The results obtained by Hahn and Strassmann were so sharply at odds with the opinions of the most authoritative scientists that they puzzled the researchers themselves. Hahn's letters to Meitner now and then flashed the words "amazing," "supremely amazing," "stunning," "fantastic result." To draw the correct conclusion, which runs counter to the ideas of the time, Otto required not only perspicacity, but also extraordinary courage. They gave Ghana confidence in the purity of the experiment, i.e. in the reliability of the results obtained.

The events of just a few days, which took place in the largest scientific centers of the United States of America, may well serve as a scenario for an exciting adventure film.

Unaware that the discovery of Hahn, Strassmann and Meitner must be kept secret, Bora Rosenfeld's closest associate arrives in Princeton (USA) and finds himself at a physicists' party at the university club. He is bombarded with questions: what's new in Europe? Rosenfeld talks about the experiments of Hahn and Strassmann and the theoretical conclusions of Meitner and Frisch. A Fermi employee is present at the meeting; that night he drives to New York, breaks into Fermi's office and breaks the news. Within minutes Fermi began developing a project for upcoming experiments. First, you need to reproduce the process of fission of a uranium nucleus, then measure the released energy. Fermi realizes what he missed five years ago when he first bombarded uranium with slow neutrons.

Image
Image

Enrico Fermi

In the underground of Columbia University, a uranium nucleus is fissioned, unaware that Frisch has already conducted a similar experiment. Hastily (in a hurry to stake out someone else's discovery) a message is being prepared for the journal "Nature".

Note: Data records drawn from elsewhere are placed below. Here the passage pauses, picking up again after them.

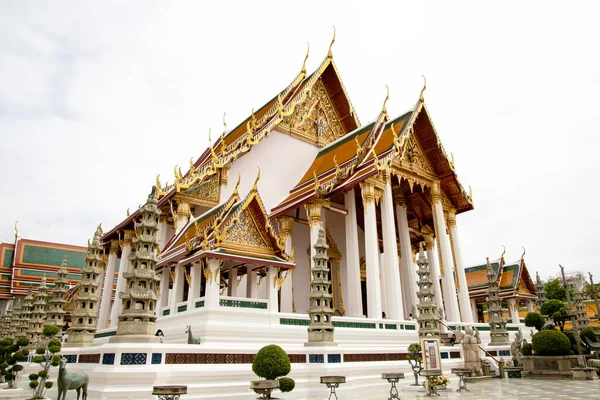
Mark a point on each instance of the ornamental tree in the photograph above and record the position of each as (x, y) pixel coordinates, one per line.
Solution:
(45, 356)
(415, 360)
(10, 354)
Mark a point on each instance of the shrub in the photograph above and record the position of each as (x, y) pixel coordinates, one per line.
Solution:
(271, 362)
(286, 384)
(535, 320)
(551, 343)
(527, 349)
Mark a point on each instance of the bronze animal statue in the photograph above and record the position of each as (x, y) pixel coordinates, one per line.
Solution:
(191, 339)
(67, 381)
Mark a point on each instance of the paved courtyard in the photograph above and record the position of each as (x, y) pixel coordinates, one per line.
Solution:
(504, 389)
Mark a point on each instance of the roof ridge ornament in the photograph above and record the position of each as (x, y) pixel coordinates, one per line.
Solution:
(255, 186)
(387, 96)
(421, 98)
(305, 58)
(329, 53)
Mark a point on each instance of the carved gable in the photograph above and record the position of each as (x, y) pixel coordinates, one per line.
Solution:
(315, 119)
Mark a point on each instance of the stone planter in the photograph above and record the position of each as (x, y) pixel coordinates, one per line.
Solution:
(549, 366)
(264, 387)
(588, 374)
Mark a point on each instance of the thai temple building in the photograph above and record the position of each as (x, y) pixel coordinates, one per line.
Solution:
(515, 286)
(231, 248)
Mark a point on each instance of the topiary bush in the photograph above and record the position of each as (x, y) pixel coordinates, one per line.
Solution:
(551, 343)
(286, 384)
(535, 320)
(527, 349)
(271, 362)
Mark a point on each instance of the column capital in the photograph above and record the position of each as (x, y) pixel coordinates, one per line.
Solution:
(114, 246)
(436, 192)
(370, 193)
(313, 211)
(285, 225)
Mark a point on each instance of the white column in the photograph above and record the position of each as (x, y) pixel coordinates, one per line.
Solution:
(354, 299)
(448, 286)
(117, 308)
(474, 310)
(165, 280)
(435, 269)
(183, 215)
(513, 307)
(315, 218)
(161, 234)
(211, 294)
(177, 293)
(195, 283)
(285, 224)
(369, 195)
(105, 305)
(232, 282)
(466, 313)
(272, 289)
(408, 274)
(393, 291)
(251, 289)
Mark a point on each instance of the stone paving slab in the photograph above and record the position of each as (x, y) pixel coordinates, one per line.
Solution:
(495, 389)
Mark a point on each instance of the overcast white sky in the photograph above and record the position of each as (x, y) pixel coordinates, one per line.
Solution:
(97, 98)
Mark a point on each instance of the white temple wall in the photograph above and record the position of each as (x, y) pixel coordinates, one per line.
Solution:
(283, 161)
(301, 243)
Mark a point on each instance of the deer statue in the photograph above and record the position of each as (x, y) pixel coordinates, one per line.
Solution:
(191, 338)
(67, 381)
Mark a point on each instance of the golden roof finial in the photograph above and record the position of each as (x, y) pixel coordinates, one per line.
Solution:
(305, 58)
(237, 185)
(317, 183)
(421, 98)
(329, 53)
(387, 96)
(255, 187)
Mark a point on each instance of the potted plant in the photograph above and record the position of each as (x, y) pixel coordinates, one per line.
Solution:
(45, 356)
(272, 363)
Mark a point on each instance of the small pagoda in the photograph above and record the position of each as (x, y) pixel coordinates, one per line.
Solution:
(137, 322)
(56, 312)
(428, 318)
(38, 314)
(541, 294)
(84, 317)
(496, 319)
(320, 329)
(581, 318)
(25, 320)
(15, 319)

Upon learning of the information leak, Bohr worries that someone will outrun Meitner and Frisch. Then they will find themselves in the position of appropriating someone else's discovery. At the convention in Washington, Bohr learns that Fermi's uranium fission experiments are in full swing, and sends telegrams to Copenhagen to Frisch to immediately publish the results of the experiments. The next day, a fresh issue of the magazine appeared with an article by Hahn and Strassmann. On the same day, consoling news arrived - Frisch sent the article to the press. Now Bor is calm and can tell everyone about uranium fission. Even before he finished his speech, several people left the hall and almost ran to the Carnegie Institute, to the powerful accelerator. It was necessary to immediately change targets and investigate the fission of the uranium nucleus.

The next day, Bohr and Rosenfeld were invited to the Carnegie Institution. For the first time Bohr saw the division process on the oscilloscope screen.

At the same time in Paris, the Joliot-Curies observed the decay of uranium and thorium nuclei, calling this decay an "explosion". Frederick's article appeared just two weeks after Meitner and Frisch's article. Thus, in less than a month, four laboratories (in Copenhagen, New York, Washington, and Paris) fissioned a uranium nucleus and showed that enormous energy is released. But few people knew that there was also a fifth laboratory - at the Polytechnic Institute in Leningrad, where the theory of uranium fission was also developed.

References:

1. Gernek F. Pioneers of the Atomic Age. M.: Progress, 1974. S. 324-331.

2. Konstantinova S. Splitting. // Inventor and innovator. 1993. No. 10. S. 18-20.

3. Temples Yu Physics. Biographical reference book. M.: Science. 1983. S. 74.